Quest Diagnostics Inc. faced these challenges as it integrated a series of acquisitions from the late 1990s to the mid-2000s. Each deal involved assimilating a complex network of laboratories, physicians, and time-sensitive couriers in a business where customers would switch to competitors if the operation did not continue to function smoothly through all phases of the integration. The leaders of the company recognized the imperative and spent a great deal of time on the integration plan, conducting what-if scenarios, simulations, and trials before the final implementation.
• Closing the deal. The last mile of the merger-negotiation marathon is exhausting and fraught with minutiae, legalities, and tough and sometimes emotional decisions. A long, drawn-out process can sap the strength of employees, disrupt current operations, and, of course, delay management’s ability to deliver on its promise.

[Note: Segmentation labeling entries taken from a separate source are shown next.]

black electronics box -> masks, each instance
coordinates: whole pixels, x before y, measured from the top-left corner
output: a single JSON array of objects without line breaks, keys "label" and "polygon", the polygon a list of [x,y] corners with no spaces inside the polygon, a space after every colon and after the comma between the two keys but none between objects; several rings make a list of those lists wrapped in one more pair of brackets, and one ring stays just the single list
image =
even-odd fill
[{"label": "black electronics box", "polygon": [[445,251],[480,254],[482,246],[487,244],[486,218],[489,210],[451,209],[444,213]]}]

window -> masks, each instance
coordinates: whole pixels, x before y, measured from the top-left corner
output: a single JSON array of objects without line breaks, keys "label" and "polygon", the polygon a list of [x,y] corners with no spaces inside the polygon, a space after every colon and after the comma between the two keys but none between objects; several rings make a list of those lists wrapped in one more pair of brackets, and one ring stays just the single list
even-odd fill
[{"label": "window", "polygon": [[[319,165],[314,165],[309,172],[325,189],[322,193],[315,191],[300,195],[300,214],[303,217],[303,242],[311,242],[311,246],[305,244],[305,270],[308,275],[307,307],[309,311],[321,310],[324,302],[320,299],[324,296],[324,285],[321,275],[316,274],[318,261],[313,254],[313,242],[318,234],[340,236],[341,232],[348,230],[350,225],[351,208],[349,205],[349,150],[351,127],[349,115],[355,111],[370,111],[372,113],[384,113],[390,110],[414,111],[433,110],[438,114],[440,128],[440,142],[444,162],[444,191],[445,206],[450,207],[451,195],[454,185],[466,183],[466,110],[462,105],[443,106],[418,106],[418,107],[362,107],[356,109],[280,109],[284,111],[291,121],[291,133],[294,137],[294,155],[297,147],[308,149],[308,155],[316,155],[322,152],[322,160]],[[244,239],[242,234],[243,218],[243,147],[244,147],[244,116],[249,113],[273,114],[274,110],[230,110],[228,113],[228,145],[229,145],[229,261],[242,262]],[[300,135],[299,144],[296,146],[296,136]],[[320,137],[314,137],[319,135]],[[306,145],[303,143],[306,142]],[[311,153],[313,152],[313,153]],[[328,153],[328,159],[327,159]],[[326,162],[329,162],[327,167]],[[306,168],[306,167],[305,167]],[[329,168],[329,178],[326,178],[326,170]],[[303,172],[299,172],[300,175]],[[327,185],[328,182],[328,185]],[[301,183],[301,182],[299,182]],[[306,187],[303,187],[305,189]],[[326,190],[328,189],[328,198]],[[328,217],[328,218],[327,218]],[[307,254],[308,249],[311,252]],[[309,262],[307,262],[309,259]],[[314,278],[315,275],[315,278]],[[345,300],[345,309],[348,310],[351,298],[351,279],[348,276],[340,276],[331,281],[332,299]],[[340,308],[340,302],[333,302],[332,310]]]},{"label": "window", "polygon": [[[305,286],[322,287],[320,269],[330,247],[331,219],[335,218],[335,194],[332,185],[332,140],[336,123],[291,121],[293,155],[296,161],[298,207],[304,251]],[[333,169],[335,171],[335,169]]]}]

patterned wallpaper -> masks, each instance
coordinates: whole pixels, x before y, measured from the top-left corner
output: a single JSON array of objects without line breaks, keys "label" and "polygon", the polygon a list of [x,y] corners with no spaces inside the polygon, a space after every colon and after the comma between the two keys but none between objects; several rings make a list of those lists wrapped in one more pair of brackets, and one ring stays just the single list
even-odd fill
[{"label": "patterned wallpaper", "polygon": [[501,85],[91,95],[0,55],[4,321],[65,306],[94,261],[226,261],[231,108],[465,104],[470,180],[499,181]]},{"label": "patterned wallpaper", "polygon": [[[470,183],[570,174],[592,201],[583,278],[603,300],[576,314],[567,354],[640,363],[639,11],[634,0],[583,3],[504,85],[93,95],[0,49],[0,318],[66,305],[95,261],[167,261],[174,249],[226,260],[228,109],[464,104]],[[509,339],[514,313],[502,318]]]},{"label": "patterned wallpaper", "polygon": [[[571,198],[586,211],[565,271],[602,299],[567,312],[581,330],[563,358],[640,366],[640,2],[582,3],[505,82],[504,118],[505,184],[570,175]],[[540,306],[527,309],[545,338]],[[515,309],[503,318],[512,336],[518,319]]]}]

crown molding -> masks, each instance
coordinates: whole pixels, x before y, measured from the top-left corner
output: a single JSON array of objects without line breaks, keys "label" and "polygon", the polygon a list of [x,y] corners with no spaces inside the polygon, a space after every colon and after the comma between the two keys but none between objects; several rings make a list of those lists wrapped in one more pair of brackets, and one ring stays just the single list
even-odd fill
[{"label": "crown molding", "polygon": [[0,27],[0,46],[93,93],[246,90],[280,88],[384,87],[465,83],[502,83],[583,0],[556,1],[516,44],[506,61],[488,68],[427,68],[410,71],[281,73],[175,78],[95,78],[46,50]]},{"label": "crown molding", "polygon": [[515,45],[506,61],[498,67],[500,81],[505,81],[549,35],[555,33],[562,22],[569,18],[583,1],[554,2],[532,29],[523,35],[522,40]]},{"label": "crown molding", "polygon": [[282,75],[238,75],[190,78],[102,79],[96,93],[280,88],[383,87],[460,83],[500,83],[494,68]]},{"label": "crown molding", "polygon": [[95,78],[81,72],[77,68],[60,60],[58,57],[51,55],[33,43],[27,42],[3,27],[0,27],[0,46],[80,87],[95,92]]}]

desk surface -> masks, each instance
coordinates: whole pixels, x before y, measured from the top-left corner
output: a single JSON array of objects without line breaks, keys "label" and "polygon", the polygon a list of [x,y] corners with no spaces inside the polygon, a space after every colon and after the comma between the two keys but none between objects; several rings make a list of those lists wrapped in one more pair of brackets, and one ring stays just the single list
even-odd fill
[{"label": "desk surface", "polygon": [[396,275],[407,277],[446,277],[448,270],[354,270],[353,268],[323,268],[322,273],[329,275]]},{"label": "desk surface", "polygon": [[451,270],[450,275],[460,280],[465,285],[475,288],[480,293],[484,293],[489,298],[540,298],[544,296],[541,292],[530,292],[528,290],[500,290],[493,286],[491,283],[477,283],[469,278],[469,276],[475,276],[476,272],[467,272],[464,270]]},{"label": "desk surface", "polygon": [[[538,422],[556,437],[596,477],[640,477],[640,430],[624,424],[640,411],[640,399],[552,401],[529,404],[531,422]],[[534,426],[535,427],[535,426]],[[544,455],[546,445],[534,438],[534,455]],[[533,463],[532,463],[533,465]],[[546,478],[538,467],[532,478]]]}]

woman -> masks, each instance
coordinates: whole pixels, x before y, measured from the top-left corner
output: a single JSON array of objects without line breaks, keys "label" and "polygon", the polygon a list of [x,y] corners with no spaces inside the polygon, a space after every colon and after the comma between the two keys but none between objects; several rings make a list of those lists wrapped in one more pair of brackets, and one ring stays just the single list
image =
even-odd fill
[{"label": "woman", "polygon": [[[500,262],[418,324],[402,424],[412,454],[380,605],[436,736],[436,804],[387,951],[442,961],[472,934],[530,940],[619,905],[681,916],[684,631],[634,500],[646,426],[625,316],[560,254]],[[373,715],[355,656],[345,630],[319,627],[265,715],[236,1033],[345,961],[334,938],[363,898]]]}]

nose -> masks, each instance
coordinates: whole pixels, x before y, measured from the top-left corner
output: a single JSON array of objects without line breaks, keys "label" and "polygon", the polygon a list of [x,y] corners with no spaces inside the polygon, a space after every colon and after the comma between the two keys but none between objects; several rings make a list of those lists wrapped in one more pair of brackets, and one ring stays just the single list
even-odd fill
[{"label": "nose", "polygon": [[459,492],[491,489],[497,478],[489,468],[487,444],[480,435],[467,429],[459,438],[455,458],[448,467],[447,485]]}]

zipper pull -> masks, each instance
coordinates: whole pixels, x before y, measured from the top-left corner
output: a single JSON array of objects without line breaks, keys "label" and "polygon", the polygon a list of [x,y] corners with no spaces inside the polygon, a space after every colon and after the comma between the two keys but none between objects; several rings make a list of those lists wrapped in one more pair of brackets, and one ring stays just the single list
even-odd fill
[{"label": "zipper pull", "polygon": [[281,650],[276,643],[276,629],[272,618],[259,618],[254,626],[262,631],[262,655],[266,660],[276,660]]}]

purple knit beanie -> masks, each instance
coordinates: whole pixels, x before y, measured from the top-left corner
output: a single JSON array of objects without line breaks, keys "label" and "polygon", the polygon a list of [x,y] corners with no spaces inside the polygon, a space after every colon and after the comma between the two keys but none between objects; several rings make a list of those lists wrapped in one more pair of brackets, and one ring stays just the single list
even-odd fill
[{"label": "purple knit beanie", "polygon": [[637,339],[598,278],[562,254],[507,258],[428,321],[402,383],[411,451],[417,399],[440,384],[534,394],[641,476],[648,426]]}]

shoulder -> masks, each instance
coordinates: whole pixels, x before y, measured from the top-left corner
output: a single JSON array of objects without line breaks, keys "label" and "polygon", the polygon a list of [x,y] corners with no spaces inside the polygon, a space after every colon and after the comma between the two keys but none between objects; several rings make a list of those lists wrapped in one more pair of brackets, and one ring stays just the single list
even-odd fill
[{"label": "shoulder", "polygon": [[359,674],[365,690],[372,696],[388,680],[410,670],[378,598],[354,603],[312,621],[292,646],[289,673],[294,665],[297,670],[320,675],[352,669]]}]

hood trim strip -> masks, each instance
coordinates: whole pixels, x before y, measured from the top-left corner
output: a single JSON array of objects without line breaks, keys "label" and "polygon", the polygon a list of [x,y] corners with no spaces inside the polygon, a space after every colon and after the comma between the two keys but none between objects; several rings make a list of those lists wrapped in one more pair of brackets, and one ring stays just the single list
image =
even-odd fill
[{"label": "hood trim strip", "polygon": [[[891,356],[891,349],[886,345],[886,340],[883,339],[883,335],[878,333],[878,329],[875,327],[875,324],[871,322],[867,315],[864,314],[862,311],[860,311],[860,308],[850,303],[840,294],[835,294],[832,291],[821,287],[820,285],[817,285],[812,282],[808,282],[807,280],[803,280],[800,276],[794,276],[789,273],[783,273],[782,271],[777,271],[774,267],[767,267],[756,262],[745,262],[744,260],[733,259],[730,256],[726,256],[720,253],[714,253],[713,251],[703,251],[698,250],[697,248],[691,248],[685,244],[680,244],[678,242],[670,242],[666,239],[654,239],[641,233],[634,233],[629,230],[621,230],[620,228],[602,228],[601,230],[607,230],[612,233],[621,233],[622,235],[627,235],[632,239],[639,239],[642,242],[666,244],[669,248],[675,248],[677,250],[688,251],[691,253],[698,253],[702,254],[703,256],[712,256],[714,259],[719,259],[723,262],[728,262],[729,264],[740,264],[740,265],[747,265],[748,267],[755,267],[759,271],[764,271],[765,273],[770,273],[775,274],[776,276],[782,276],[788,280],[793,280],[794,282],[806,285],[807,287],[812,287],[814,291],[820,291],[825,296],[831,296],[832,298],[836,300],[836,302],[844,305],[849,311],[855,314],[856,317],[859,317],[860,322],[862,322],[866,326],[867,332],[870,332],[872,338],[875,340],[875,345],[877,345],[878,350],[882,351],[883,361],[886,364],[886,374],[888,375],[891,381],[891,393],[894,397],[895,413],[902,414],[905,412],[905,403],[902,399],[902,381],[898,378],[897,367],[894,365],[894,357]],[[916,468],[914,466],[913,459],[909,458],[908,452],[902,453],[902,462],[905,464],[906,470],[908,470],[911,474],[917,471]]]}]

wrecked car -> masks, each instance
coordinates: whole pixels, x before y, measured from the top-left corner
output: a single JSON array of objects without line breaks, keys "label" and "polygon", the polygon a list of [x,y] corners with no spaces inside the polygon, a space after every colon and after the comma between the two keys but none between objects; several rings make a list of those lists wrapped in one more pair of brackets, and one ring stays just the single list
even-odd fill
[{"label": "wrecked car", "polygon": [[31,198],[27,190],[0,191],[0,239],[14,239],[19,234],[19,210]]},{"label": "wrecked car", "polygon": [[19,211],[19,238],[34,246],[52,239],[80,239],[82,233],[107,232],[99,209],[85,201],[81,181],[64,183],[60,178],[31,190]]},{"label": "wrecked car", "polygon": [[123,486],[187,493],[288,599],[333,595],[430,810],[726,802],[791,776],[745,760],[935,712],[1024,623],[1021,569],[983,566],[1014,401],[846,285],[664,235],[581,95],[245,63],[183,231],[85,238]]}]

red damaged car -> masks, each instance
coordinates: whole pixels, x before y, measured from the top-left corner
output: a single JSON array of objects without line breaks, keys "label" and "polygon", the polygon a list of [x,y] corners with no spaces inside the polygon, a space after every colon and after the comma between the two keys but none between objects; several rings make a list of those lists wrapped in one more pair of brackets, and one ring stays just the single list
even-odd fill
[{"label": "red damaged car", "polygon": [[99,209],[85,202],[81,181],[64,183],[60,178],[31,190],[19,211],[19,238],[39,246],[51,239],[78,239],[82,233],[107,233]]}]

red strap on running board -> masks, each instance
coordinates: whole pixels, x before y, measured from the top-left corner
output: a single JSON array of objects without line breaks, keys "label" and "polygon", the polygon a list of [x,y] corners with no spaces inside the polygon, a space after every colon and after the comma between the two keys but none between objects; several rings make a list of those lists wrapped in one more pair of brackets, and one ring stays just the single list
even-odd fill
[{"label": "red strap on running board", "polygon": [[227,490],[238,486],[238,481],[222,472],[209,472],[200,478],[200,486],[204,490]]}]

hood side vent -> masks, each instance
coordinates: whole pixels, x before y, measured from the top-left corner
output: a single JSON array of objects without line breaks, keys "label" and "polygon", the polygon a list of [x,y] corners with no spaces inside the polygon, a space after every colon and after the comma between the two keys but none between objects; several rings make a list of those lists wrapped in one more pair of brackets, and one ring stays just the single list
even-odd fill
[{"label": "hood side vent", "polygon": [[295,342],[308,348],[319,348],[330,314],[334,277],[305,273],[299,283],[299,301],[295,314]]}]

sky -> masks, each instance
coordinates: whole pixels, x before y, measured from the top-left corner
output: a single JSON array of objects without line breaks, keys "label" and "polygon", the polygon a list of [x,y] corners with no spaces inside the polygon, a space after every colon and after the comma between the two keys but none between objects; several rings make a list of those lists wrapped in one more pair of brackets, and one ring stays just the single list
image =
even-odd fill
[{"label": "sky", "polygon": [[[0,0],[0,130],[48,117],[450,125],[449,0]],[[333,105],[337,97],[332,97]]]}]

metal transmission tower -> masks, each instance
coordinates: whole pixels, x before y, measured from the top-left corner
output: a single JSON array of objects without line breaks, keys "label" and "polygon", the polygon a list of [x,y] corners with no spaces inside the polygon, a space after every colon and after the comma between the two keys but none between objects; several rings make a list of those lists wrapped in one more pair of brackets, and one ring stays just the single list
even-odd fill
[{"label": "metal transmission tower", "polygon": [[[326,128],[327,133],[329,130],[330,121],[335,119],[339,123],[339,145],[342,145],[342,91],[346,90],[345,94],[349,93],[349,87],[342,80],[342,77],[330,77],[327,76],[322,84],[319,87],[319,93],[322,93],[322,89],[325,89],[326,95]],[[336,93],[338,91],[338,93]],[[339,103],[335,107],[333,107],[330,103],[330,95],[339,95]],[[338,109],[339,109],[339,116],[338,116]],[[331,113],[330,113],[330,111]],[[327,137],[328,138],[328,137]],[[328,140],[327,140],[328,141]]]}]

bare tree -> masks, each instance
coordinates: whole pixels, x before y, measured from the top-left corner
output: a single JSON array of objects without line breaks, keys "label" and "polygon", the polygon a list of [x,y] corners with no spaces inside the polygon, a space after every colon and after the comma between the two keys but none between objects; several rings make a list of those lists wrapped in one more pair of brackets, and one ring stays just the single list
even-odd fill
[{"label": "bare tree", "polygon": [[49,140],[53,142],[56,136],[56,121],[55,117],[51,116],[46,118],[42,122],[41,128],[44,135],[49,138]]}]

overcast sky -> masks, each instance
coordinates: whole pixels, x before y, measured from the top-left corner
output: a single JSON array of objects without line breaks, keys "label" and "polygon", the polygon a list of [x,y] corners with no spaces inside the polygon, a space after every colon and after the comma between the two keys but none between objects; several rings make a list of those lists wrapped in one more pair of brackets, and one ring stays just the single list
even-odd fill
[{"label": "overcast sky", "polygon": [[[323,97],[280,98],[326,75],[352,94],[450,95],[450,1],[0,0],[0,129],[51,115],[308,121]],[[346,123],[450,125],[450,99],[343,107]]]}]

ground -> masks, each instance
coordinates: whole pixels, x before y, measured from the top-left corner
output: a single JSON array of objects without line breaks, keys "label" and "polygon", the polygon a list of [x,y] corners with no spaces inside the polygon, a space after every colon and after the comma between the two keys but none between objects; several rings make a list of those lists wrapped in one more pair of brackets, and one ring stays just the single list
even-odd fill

For one U.S.-based merger, the integration team had to modify its layoff plans in one state because the seller’s CEO was being considered for a high-level political appointment. He worried that layoffs would jeopardize the appointment, because it had to be approved by a government committee headed by the affected state’s congressional representative.
• Identifying and managing “moments of truth.” Some big decisions that involve emotional or symbolic issues, such as choosing the location of a new headquarters, which factories to close, or a new corporate name, represent obvious “moments of truth”: events that visibly evoke the future direction of the new enterprise. Other events can be far more subtle but just as influential, in ways that only integration teams who understand the companies’ cultures can appreciate. In one merger, two companies with strong plant safety heritages came together. The smaller company had a policy banning mobile phone use while driving company vehicles (even when it was legal). The new firm adopted that policy, after an astute integration team alerted the acquiring company’s senior management to the signals their decision would send about the new company’s seriousness about safety, and the extent to which the deal was a merger versus an absorption.
• Creating a post-close transition plan. Transition plans prepare a company for action as a merged whole. They specify, for example, when day-to-day line management will take over operations from the dedicated integration teams. A premature return to “normal” operations can undermine success — but if the handoff is delayed too long, the line managers might not buy into the new plan.